# 95 Maxima flashing brake and battery light, power steering went



## Oreland (Mar 24, 2005)

Driving home tonight in the rain my battery and brake warning lights began to flash and then about a minute later my power steering went on me (although the wipers, headlights, radio, etc still worked). I admit I don't know much about cars. I checked the damn owners manual but it doesn't tell you what it means if both those warning lights are flashing at the same time. I checked my power steering fluid which is fine. I am wondering if anyone might have some idea what the problem might be before I take it to a mechanic. Thanks.


----------



## Lukasz (Oct 14, 2004)

Oreland said:


> Driving home tonight in the rain my battery and brake warning lights began to flash and then about a minute later my power steering went on me (although the wipers, headlights, radio, etc still worked). I admit I don't know much about cars. I checked the damn owners manual but it doesn't tell you what it means if both those warning lights are flashing at the same time. I checked my power steering fluid which is fine. I am wondering if anyone might have some idea what the problem might be before I take it to a mechanic. Thanks.

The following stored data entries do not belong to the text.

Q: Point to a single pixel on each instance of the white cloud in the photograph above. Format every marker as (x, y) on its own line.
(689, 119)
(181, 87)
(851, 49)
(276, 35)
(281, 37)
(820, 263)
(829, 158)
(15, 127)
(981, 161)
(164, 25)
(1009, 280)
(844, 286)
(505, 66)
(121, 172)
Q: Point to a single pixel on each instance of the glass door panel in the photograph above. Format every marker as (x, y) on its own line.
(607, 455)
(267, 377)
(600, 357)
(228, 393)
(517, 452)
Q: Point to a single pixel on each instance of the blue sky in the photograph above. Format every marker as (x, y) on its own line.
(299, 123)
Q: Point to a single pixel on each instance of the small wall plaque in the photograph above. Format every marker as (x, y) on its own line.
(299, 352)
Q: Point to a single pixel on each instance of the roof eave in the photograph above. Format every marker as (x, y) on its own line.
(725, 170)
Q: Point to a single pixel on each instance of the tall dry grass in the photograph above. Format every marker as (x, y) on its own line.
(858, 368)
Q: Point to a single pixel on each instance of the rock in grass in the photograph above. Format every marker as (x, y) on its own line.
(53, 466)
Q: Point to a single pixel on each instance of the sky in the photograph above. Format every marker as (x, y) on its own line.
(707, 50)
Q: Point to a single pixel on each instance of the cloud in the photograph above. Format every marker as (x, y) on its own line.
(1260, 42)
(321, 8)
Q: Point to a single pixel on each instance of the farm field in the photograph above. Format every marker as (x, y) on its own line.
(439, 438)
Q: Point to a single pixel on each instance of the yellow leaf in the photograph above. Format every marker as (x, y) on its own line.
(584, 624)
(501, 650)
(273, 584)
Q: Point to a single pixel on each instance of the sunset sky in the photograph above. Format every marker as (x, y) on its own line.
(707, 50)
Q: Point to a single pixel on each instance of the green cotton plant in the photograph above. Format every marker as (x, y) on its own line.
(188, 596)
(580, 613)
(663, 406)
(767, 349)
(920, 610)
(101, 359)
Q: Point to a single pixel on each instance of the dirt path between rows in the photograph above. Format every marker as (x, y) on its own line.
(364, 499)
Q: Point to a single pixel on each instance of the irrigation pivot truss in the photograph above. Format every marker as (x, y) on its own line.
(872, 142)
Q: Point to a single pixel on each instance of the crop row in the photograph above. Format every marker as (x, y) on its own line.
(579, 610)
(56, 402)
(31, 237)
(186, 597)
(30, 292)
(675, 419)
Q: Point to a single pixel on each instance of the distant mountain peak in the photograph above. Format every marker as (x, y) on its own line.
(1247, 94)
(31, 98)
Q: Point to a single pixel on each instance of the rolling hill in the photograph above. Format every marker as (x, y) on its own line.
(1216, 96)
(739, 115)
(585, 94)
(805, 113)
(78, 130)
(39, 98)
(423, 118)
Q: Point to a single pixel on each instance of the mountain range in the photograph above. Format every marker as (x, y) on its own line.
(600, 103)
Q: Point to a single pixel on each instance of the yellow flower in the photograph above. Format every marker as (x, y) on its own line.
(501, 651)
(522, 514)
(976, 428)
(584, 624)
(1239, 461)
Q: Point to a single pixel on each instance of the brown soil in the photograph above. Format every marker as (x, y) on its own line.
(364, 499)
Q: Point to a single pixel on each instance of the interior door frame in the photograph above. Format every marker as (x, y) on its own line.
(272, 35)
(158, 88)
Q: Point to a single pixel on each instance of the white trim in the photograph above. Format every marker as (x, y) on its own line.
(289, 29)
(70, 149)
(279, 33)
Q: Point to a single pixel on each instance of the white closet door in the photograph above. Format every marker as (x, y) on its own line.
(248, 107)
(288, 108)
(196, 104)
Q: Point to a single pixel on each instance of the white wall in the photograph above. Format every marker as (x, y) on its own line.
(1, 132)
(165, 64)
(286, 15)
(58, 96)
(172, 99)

Don't know much about the engines in your car, but generally, what could have happened is that the serpentine belt broke. Did you check if it's still there?


----------



## Matt93SE (Sep 17, 2003)

the power steering belt is separate from the serpentine belt that runs the alternator and A/C compressor, but it's very likely that both belts have broken. that's my first guess at the problem, and I bet you a cheeseburger that's the case.


----------



## blackmaxima88 (Mar 20, 2005)

for whatever reason unknown to mankind... the way Nissan designs their electrical systems.. ANY time the alternator (battery) warning light comes on, the BRAKE warning light comes on with it. this is cos of the bulb check relay. it's SUPPOSED to be a good thing, to let you know the warning lights work. they just didn't think it through completely.

so yeah... don't be confused when the BRAKE light comes on with the charge indicator light.


----------